Unlike most hikers, Harris didn’t pack cooking equipment, so he carried a lot of cookies, candy bars, honey buns and crackers, washing them down with pints of half-and-half. “Anything Little Debbie made, I ate,” he joked.

Harris, ever the disciplinarian, traveled light, with only 20 pounds worth of gear. He reluctantly agreed to carry a cellphone (4.5 ounces with the charger) after his wife insisted.

He encountered some inclement weather along the way. If it wasn’t raining, it seemed, it was snowing — and vice versa. In Tennessee’s Smoky Mountains in March, he encountered more than 2 feet of snow, forcing hikers off the trail for a day. And it was so cold on top of Vermont’s Killington Peak, for instance, that locals were expecting snow — in June.

At night, he hung his food and gear on cables, to keep it out of the reach of bears. He didn’t directly encounter any bears — but from his nearby sleeping shelter, he listened to the cables being shaken at night.

Nervous students

Back at Sunflower Elementary, students kept track of their Mr. Harris’ progress by moving a picture of him on a popsicle stick up a map of the Appalachian Trail. Resource teacher Eve Cummins said that after Harris left the children were equal parts proud, sad and worried.

“Kids get pretty attached to people they work with,” she said. “But it was a neat thing for them to see someone put so much effort into a huge accomplishment.

Students at Sunflower Elementary School in Lawrence kept tabs on paraeducator Mike Harris as he hiked the entire Appalachian Trail earlier this year.

“The whole school got into following him,” she said. “We’d be here complaining about stuff then read his website, where he was writing about sleeping with mice and bugs.”

Harris isn’t from Lawrence originally. He was born and raised outside of Cleveland. He joined the military in his early 20s.

In the service, Harris — Air Force name “Lt. Col. Harris” — flew B-52 and B-1B bombers as a master navigator — flying name “Chino” — before working at the Pentagon, commanding squadrons in basic training, and helping devise nuclear weapons deployment strategy.

He came to Kansas to be closer to his son, who had moved here with Harris’ ex-wife. Harris met his current wife through his church in Lenexa before moving to her hometown of Lawrence, where he took the job as a paraeducator at Sunflower Elementary. “I have a soft spot in my heart for students in general, but especially students with special needs,” he said.

Would he ever return to the Appalachian Trail? Probably not, he said — then added: “After the first time, I said I wouldn’t, but I did it again.” His next big goal is to walk across Ireland — all of it. It won’t be anytime soon, though, as he is still recovering from his Appalachian Trail trek, five weeks later.

He’s trying to regain the weight he lost. He has some lingering pain from a fall. He doesn’t have all the feeling back in his toes yet — a result of the near-constant walking — and can’t get his wedding ring off, because of a broken finger he suffered in April.

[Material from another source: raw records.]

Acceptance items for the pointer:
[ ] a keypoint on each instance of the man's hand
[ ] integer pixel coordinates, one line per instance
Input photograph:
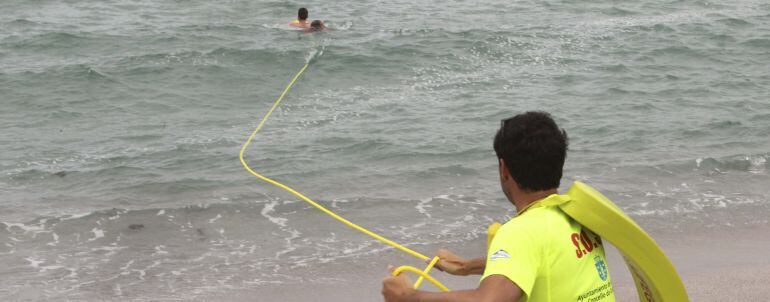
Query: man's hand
(455, 265)
(451, 263)
(397, 288)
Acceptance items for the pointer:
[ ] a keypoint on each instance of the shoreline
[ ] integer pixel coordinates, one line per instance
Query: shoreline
(715, 265)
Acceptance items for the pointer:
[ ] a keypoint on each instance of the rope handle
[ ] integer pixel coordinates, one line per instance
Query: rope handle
(423, 274)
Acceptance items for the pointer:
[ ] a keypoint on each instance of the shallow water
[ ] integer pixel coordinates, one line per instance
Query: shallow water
(122, 122)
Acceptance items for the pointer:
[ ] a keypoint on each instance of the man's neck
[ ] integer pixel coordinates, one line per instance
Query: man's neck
(526, 198)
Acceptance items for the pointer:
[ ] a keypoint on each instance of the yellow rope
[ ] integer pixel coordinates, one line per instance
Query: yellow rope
(405, 268)
(320, 207)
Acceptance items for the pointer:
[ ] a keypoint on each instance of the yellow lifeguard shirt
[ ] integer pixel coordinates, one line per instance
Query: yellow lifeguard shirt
(550, 257)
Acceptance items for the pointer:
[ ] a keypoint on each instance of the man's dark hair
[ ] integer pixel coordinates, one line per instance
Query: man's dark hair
(302, 14)
(533, 148)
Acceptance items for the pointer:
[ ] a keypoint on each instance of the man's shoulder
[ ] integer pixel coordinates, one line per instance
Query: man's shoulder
(535, 222)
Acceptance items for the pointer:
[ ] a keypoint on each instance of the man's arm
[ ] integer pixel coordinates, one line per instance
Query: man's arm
(455, 265)
(495, 288)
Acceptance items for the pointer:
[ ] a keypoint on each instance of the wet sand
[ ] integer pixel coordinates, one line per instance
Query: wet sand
(716, 265)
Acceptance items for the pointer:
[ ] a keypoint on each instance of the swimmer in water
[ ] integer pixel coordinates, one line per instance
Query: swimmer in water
(317, 25)
(301, 20)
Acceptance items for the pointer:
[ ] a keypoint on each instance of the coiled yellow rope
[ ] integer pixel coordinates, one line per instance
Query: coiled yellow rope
(423, 274)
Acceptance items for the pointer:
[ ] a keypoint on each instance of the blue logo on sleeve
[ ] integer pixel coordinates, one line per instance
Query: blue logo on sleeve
(601, 268)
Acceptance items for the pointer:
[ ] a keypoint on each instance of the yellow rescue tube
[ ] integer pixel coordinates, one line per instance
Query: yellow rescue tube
(655, 277)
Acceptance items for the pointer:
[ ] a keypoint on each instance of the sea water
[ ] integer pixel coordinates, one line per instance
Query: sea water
(122, 121)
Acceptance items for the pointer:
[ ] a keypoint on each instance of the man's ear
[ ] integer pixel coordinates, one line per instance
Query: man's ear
(504, 173)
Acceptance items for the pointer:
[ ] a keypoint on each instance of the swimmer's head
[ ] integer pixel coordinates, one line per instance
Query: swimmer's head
(317, 25)
(302, 14)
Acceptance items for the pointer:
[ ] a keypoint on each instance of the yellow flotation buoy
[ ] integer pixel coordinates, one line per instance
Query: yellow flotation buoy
(655, 278)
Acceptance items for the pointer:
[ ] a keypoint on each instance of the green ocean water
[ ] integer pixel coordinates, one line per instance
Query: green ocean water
(122, 121)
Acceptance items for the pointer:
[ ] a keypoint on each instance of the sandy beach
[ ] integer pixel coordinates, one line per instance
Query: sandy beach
(716, 265)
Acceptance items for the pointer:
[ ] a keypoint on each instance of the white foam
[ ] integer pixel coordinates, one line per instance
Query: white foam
(98, 233)
(270, 208)
(35, 263)
(422, 205)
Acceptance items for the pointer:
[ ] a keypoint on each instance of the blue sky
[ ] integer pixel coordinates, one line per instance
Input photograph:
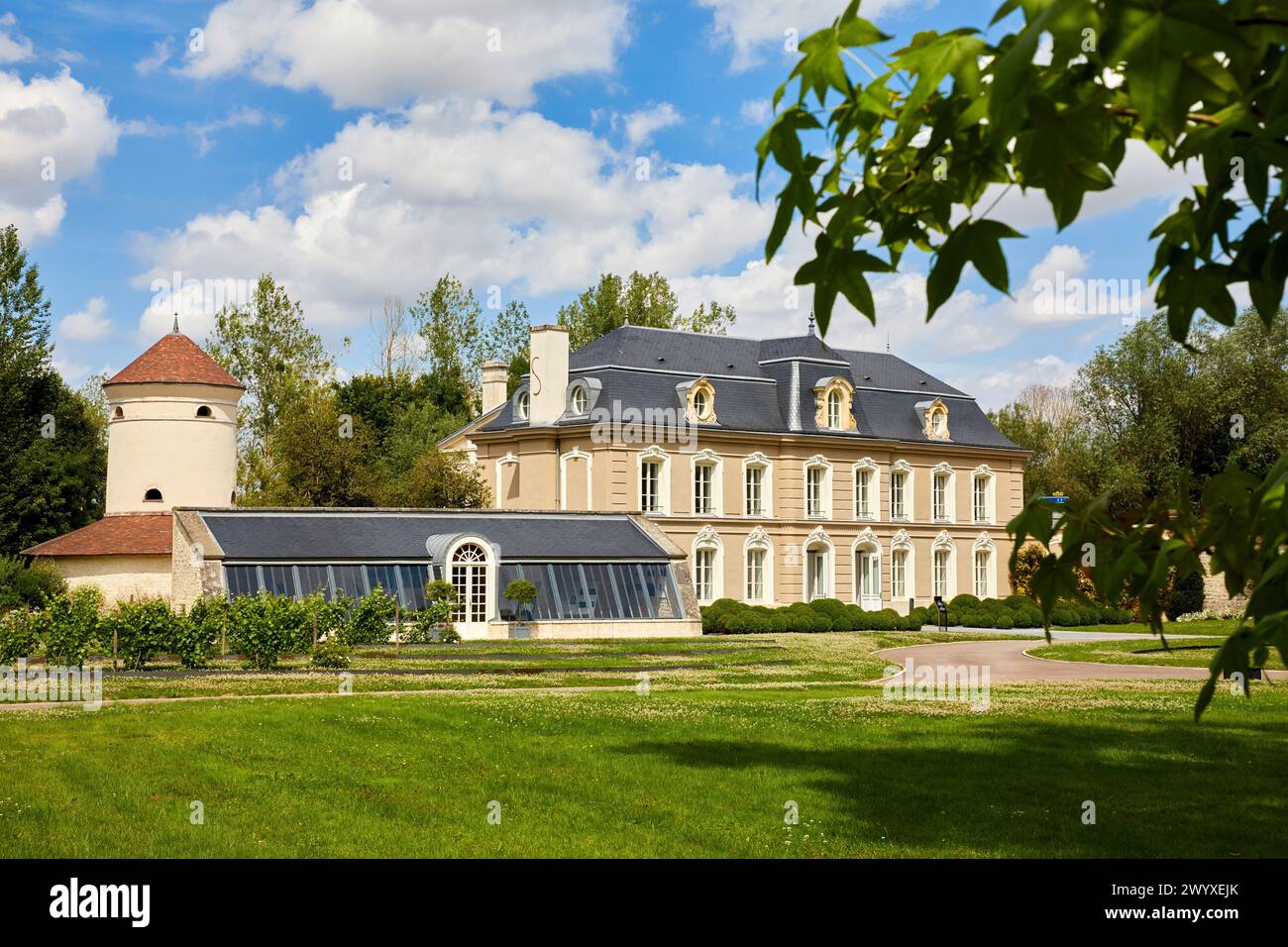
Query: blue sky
(362, 149)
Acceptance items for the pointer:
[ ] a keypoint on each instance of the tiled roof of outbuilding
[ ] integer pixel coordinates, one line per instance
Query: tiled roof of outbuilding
(119, 534)
(174, 359)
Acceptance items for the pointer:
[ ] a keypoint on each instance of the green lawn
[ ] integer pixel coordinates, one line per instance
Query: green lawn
(702, 766)
(1184, 652)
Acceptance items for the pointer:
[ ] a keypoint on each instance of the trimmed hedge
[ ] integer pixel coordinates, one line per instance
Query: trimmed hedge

Harris was bruised and battered as he traversed the trail, contracting the norovirus and running out of water more than once. But even with the injuries and illness, he never considered quitting. Asked what would have taken off the trail, he said, without blinking, “Probably a compound fracture.”

Fortunately, all the wear and near was nothing new for him.

“I went through air-crew-survivor training. I went through prisoner-of-war training — we call it resistance training,” he said. “I can take care of myself out there.”